From the New York Times:
By MATT STEVENSAPRIL 1, 2018
Last week Ms. Rutledge-Brown’s son, Micheal Brown, opened the last of his big envelopes, and put an exclamation point at the end of an impressive streak: Mr. Brown, 17, got into all 20 highly selective colleges he applied to, all of which offered him a full ride through a combination of merit- and financial-based scholarships and grants.
“He actually earned it,” said Ms. Rutledge-Brown, a drug counselor.
Usually, the black kids who hit the affirmative action college admissions jackpot are African immigrants or are part white (which as Henry Louis Gates and Lani Guinier used to say kind of defeats the reparations reason for affirmative action, until the rise of Barack Obama made them dummy up for political reasons)

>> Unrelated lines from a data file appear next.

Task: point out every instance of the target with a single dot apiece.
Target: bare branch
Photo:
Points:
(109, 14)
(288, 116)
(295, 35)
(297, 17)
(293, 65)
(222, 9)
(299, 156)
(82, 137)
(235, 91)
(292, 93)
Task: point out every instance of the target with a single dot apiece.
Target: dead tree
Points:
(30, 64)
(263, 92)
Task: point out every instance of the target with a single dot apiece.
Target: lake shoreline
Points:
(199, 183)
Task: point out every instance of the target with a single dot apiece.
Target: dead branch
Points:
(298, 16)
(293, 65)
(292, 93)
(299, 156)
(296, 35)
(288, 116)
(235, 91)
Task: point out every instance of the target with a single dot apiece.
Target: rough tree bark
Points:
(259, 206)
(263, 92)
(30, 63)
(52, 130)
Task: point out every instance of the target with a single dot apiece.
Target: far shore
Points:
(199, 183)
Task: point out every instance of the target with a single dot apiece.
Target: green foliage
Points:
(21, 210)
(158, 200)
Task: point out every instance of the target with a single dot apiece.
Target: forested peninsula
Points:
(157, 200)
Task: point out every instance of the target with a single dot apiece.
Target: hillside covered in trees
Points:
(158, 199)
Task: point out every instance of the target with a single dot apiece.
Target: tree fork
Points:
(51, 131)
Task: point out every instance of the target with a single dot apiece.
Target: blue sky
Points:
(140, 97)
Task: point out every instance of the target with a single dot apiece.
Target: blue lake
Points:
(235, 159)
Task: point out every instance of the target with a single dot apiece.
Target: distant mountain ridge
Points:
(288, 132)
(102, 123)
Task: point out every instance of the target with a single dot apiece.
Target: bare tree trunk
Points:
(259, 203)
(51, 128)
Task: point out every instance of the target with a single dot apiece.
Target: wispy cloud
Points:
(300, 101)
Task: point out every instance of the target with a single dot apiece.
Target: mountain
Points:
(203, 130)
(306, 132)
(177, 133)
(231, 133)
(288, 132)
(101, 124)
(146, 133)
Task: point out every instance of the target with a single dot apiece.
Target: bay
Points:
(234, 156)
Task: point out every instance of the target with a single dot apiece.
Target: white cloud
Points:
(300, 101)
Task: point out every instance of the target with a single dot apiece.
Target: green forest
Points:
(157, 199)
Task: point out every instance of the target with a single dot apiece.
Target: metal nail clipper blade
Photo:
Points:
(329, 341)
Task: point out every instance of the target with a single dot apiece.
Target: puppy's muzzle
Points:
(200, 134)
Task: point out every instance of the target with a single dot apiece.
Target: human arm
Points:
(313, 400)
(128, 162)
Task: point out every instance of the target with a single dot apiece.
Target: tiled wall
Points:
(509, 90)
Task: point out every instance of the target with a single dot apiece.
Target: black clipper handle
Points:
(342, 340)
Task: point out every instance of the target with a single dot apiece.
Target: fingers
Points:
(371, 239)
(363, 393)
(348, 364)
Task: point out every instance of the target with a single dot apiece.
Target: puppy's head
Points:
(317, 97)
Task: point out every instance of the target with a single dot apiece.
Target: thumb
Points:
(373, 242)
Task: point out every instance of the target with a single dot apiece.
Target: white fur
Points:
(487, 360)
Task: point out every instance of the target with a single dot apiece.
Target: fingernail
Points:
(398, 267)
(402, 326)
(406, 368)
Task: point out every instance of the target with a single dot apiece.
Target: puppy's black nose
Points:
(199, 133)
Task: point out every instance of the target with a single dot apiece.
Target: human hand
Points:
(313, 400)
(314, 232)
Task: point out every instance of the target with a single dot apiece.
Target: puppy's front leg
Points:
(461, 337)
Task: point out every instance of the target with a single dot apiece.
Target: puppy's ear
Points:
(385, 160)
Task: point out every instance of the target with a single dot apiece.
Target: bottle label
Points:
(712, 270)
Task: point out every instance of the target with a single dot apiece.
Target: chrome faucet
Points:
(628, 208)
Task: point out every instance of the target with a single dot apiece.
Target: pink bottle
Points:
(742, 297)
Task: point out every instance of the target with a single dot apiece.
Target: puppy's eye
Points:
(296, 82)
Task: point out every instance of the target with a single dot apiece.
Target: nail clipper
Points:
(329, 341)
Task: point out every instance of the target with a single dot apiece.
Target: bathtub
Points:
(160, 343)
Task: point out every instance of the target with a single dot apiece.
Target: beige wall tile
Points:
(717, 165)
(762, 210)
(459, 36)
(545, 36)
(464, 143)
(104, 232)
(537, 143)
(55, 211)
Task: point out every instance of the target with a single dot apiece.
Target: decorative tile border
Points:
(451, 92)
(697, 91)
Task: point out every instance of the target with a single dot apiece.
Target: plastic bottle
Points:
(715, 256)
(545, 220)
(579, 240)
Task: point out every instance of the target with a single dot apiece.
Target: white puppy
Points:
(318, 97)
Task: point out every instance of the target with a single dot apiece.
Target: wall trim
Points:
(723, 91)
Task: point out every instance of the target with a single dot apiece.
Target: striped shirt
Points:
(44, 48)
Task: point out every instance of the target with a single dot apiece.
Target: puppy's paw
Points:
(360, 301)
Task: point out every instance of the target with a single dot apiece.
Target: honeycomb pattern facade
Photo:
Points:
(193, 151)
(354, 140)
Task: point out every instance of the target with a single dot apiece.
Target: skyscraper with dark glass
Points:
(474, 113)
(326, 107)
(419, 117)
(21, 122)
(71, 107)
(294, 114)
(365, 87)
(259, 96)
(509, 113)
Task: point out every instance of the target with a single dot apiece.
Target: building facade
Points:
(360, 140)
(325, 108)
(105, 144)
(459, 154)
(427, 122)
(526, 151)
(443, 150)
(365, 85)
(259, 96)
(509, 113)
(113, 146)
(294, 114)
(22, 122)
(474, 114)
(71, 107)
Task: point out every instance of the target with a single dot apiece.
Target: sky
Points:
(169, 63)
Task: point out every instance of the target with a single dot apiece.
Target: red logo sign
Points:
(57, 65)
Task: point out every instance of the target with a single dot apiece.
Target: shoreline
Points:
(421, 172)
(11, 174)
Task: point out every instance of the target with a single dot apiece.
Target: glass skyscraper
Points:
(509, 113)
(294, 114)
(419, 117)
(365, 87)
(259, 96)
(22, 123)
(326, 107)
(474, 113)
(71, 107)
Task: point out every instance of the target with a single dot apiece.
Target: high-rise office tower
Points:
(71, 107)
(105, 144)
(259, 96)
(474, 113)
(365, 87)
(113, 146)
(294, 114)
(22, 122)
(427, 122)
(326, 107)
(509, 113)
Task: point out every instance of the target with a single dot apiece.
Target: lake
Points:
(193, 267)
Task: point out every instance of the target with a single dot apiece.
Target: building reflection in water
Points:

Micheal Brown, however, is very black-looking and might well be a genuine African-American (although there remains a chance he’s West Indian.)
Still, in an era when colleges seem to want everything from their applicants, going a perfect 20 for 20 stands out.
Applying to 20 colleges would cost somewhat over $1000 in application fees, but low income applicants can get the fees waived.
Mr. Brown got into elite private schools like Harvard, Yale, Princeton, the University of Pennsylvania, Northwestern, Stanford and Georgetown — his top picks. He was also admitted to small but highly selective liberal arts schools like Pomona College and large public universities like the University of Michigan.
Mr. Brown, a senior at Lamar High School in Houston, said that in addition to the money pledged by the schools, he was awarded about $260,000 through scholarships he sought outside of the college application process.
It’s almost as if Racist White Supremacist America actually wishes smart, hard-working blacks well …
What did it take? Mr. Brown had a 4.68 grade point average when he applied to college, an SAT score of 1540 out of 1600 and an ACT score of 34 out of 36.
These are very good marks. At Stanford, the latest freshman class had a 1390 SAT score (latest scoring system) at its 25th percentile and a 1540 at the 75th percentile, so Brown’s 1540 puts him at the 75th percentile among freshmen.
He was on the school debate team, had done internships and was part of school activities like Key Club.
Still, he was initially unsure whether it would be enough to get him into Stanford, a school his mother said he had dreamed of attending for years.
On the other hand, lots of kids with 1540 SAT scores get turned down by Stanford and Harvard even though they would be above average in their classes. It used to be a common mistake for strong applicants to not apply to enough colleges because they assumed that they would get in just because they were above average.
This kid’s mom’s thinking that Stanford and Harvard ought to be his top two seems reasonable. If you are pretty much guaranteed a well-paid job for life (assuming you don’t mess up badly), the top two places to live are Northern California and New York. Stanford is the best feeder for the former and Harvard for the latter.